According to Microsoft's head of AI, Microsoft is working to achieve "true self-sufficiency" in the field of artificial intelligence by building its own powerful models and reducing its dependence on OpenAI. Mustafa Suleyman said in an interview that this strategic shift was made after the reorganization of relations between the two parties in October last year. The move prompts the $3 trillion company to build its most advanced technology independently rather than relying on outside partners.

The co-founder of Google DeepMind, who will join Microsoft in 2024, said: "We must develop our own basic model that is absolutely cutting-edge, equipped with gigawatts of computing power, and some of the world's top AI training teams."
The software giant is investing heavily in building and organizing the massive data sets needed to train advanced systems. “That’s our true self-sufficiency mission,” he added.
Microsoft is one of the earliest and largest investors in OpenAI and has always relied on OpenAI's models to drive its own AI tools, such as the Copilot software assistant.
Last year, Microsoft agreed to allow the startup to complete a corporate restructuring while retaining a $135 billion stake in the ChatGPT developer and ensuring continued access to its most advanced models until 2032.
But the agreement also gives OpenAI greater freedom to find new investors and infrastructure partners, which could transform it into a more direct competitor.
Microsoft is also diversifying its bets, investing in other model developers like Anthropic and Mistral. At the same time, the company is also accelerating the development of self-developed models. Suleyman said these in-house models will be released "sometime this year."
Suleyman specifically pointed out that Microsoft's goal is to gain more enterprise market share by promoting "professional-grade AGI" (general artificial intelligence), that is, developing powerful AI tools that can complete daily tasks for knowledge workers.
“White-collar jobs—that is, sitting in front of a computer, whether you’re a lawyer, an accountant, a project manager or a marketer—most of these tasks will be fully automated by AI within the next 12 to 18 months,” he said.

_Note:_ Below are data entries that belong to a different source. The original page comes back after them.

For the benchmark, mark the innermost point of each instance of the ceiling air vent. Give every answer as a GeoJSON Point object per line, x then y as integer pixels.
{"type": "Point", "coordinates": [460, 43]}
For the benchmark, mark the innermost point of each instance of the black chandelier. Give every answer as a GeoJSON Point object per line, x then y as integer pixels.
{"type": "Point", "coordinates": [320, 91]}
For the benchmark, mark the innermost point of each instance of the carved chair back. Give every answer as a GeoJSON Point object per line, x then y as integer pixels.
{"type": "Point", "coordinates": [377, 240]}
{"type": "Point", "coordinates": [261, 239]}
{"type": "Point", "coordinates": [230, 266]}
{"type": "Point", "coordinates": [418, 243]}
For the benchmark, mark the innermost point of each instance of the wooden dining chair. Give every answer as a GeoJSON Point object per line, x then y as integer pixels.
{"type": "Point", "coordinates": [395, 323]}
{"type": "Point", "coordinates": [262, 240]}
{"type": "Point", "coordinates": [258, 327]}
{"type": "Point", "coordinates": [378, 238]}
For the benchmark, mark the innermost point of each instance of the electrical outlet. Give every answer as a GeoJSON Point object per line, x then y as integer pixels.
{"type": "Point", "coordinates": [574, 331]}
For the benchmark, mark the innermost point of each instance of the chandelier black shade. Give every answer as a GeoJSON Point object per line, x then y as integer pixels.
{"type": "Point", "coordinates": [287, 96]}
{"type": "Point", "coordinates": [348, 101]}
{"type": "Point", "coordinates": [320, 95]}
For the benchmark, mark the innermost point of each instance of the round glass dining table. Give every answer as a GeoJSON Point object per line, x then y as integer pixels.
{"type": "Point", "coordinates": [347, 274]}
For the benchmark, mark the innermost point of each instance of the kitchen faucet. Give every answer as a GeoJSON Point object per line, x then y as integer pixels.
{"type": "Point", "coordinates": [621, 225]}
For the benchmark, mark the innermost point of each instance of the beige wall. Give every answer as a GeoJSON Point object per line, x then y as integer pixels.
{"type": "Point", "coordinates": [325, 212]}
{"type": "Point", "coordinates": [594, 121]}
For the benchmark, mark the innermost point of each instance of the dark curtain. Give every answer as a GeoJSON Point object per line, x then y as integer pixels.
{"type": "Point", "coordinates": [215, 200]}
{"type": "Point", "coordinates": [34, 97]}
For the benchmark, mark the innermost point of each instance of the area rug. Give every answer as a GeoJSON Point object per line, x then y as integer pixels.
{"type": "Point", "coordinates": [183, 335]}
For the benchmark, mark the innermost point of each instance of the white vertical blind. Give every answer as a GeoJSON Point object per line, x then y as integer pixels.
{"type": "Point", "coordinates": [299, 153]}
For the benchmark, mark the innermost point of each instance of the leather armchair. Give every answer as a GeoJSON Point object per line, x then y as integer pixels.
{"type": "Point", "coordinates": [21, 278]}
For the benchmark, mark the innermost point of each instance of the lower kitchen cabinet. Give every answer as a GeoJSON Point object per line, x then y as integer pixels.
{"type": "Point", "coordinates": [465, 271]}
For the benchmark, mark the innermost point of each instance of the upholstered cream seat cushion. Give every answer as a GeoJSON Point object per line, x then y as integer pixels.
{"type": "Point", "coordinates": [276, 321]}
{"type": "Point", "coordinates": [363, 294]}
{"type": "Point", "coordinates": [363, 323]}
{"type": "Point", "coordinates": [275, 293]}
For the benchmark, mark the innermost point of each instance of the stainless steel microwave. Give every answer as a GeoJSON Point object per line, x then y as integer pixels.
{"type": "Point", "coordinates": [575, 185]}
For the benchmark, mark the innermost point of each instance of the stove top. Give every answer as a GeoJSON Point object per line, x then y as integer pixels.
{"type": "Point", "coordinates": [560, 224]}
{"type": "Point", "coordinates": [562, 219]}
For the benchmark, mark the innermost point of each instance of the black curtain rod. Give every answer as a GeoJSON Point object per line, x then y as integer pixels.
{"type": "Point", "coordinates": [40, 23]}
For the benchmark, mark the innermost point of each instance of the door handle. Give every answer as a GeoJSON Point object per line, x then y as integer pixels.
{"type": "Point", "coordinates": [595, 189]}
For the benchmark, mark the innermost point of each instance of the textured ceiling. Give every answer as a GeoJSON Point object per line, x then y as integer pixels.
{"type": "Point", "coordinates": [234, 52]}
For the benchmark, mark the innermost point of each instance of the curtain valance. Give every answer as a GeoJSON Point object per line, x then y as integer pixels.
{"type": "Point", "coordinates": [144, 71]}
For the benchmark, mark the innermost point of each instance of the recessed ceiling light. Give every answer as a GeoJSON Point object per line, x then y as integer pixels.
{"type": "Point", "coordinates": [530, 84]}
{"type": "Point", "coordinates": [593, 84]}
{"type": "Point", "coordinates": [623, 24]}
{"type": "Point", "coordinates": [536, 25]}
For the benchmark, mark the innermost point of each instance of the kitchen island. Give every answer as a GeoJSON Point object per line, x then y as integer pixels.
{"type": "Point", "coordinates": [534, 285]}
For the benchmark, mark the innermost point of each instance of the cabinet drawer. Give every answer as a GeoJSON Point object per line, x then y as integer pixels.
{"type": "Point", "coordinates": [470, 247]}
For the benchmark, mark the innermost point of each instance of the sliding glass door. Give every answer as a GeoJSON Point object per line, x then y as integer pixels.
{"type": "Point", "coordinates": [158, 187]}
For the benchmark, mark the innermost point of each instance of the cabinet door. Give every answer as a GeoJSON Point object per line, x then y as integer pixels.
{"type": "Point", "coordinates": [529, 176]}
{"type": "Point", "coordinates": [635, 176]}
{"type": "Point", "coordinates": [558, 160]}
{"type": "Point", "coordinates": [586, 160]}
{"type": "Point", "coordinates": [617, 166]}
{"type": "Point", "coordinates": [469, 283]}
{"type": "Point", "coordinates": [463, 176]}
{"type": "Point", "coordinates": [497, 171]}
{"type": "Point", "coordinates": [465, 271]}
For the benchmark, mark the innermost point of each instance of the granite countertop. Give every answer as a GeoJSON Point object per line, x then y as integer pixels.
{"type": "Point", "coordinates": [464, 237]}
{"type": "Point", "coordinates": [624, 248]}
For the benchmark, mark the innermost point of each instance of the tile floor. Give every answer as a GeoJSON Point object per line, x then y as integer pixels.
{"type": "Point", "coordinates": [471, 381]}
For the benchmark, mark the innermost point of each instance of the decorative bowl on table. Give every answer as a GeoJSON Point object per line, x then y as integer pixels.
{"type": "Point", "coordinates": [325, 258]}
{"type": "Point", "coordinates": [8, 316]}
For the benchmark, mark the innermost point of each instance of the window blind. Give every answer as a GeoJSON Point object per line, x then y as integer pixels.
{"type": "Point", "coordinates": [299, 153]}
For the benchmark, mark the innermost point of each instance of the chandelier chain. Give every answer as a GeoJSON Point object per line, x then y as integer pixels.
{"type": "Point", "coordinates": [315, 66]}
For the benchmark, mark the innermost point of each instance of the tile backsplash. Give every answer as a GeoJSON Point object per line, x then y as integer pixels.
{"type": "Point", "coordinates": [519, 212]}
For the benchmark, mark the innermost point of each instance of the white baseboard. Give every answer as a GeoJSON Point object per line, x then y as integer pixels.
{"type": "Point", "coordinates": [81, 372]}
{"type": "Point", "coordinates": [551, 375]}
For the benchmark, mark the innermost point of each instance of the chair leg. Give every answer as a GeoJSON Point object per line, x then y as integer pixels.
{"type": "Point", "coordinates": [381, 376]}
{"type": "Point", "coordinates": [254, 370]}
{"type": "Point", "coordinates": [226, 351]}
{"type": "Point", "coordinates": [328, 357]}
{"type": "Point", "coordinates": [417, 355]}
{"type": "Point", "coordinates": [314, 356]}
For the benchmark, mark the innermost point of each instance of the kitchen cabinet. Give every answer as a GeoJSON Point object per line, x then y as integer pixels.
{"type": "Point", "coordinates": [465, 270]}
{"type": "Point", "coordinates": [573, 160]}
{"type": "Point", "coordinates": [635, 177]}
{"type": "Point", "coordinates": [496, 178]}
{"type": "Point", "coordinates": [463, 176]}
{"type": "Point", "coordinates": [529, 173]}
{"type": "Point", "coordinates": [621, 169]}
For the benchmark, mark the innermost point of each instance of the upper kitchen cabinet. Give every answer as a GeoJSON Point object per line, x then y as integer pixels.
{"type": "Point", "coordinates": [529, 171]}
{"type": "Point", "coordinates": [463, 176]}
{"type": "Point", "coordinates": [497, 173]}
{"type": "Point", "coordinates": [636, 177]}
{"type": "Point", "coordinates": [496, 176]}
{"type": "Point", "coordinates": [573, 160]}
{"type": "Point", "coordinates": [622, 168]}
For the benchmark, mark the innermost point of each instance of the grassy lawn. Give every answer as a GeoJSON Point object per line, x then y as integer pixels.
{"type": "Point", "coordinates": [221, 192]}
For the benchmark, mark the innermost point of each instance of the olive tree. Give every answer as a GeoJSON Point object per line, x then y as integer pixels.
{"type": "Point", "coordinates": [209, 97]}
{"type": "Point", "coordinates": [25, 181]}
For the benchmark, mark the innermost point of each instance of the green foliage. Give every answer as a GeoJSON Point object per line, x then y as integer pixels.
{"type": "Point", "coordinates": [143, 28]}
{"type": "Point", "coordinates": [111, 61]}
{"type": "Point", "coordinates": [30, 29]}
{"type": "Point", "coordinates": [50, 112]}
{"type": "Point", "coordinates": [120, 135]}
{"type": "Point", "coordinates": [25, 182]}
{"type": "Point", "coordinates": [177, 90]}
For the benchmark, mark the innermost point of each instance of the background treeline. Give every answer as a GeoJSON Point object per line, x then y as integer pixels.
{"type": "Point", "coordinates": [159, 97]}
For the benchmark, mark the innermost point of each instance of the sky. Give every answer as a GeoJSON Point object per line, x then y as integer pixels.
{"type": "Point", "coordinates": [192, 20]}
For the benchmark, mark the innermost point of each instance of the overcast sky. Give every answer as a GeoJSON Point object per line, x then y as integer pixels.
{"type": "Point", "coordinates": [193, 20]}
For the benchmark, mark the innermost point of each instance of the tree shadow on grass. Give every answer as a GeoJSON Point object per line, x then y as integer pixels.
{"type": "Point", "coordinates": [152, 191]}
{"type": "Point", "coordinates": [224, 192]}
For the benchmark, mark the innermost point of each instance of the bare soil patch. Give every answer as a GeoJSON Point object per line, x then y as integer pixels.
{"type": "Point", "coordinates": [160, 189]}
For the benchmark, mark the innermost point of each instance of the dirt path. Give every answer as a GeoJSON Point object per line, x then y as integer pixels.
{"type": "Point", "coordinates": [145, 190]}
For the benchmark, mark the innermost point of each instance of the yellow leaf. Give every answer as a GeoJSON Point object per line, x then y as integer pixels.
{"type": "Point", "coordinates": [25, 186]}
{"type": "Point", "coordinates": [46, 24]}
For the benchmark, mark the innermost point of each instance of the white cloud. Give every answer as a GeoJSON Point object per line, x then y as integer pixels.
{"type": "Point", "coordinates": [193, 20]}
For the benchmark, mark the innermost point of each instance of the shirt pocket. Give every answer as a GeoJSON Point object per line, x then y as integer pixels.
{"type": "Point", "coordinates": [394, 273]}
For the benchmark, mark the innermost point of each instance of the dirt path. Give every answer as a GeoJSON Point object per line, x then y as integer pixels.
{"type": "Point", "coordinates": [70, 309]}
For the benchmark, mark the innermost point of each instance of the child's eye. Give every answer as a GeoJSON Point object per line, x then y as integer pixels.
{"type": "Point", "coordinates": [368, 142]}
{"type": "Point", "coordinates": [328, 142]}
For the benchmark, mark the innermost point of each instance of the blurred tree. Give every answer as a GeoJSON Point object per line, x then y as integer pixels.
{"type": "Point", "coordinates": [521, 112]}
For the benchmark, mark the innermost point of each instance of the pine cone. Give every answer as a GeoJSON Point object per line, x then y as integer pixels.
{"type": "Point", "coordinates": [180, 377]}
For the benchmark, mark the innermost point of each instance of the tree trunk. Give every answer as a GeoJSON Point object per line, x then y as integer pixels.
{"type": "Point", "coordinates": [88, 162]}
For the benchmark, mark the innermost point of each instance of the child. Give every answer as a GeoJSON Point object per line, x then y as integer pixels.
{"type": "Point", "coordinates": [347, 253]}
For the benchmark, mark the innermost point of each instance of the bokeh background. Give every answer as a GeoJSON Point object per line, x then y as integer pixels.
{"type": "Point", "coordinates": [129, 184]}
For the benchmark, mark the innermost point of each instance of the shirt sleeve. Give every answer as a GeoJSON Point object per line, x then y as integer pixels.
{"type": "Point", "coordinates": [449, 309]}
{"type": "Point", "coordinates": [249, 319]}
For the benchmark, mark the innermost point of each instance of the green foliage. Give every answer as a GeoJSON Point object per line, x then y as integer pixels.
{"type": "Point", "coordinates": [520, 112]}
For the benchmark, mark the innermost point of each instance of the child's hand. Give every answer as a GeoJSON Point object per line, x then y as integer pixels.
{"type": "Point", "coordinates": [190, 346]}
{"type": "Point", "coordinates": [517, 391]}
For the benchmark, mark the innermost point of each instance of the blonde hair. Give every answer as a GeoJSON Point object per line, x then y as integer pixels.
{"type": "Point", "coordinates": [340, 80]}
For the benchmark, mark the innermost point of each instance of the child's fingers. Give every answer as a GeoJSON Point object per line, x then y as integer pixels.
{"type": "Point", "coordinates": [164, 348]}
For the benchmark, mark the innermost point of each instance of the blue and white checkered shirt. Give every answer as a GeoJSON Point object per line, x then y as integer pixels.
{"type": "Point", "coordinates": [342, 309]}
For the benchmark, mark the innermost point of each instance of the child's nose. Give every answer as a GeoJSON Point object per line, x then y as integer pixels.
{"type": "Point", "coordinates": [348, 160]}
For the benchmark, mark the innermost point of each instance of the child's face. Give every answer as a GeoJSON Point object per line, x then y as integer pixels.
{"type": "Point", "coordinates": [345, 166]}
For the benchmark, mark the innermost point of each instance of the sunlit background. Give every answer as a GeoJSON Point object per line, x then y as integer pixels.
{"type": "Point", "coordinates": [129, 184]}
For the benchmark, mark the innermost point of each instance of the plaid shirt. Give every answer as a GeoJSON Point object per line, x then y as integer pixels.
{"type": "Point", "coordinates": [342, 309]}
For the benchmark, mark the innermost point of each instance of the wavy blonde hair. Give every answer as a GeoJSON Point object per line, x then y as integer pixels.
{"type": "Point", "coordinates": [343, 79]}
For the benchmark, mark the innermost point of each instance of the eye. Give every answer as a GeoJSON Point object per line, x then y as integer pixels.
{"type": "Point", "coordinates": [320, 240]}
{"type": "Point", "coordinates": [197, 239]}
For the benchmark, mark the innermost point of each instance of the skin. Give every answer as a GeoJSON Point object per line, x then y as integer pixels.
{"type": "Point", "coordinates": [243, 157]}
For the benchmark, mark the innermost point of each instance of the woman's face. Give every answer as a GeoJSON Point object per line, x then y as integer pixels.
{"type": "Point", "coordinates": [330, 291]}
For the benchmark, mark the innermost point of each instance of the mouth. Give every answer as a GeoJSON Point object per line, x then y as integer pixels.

He also added that within the next two to three years, these AI agents will be able to achieve better coordination in the workflow of large institutions. These AI tools will also have the ability to continuously learn and improve and take more autonomous actions.
He said: "Creating a new model will be as easy as making a podcast or writing a blog. In the future, it will be possible to design AI that meets the needs of every institution and individual on the planet."
However, Microsoft faces fierce competition in the enterprise market. Anthropic has taken the lead in AI programming tools, while OpenAI and Google are also investing heavily in competing for lucrative enterprise-level AI contracts.
Microsoft expects capital expenditures to reach US$140 billion in the fiscal year ending in June this year to increase investment in AI infrastructure.
Investors worry that such spending is pushing up the AI "bubble", thus suppressing the performance of large technology stocks. Microsoft's stock price has fallen more than 13% in the past month.
"There's no question these are unprecedented times, and I think the market is trying to understand what the path is going to be over the next five years," Suleyman said. But he added: "We all have no doubt that those returns will eventually compound and show up in top and bottom lines."
Suleyman also said that another key direction of Microsoft is to apply AI to medical care, and is committed to building "medical super intelligence" and using AI programs to help solve the problem of shortages of medical staff and long waiting times in the medical system. Last year, the company released an AI diagnostic tool it said could outperform doctors on some tasks.
He added that Microsoft's goal is to create "humanistic superintelligence," that is, AI technology that is always under human control, in response to concerns that some AI labs are advancing powerful technologies too quickly and may escape the supervision of their creators.
“We have to reset that premise and only bring into the world those systems that we know we can control and serve us in a subordinate way,” he said.
“These tools, like any technology before them, are designed to enhance human well-being and serve humanity, not transcend humanity.”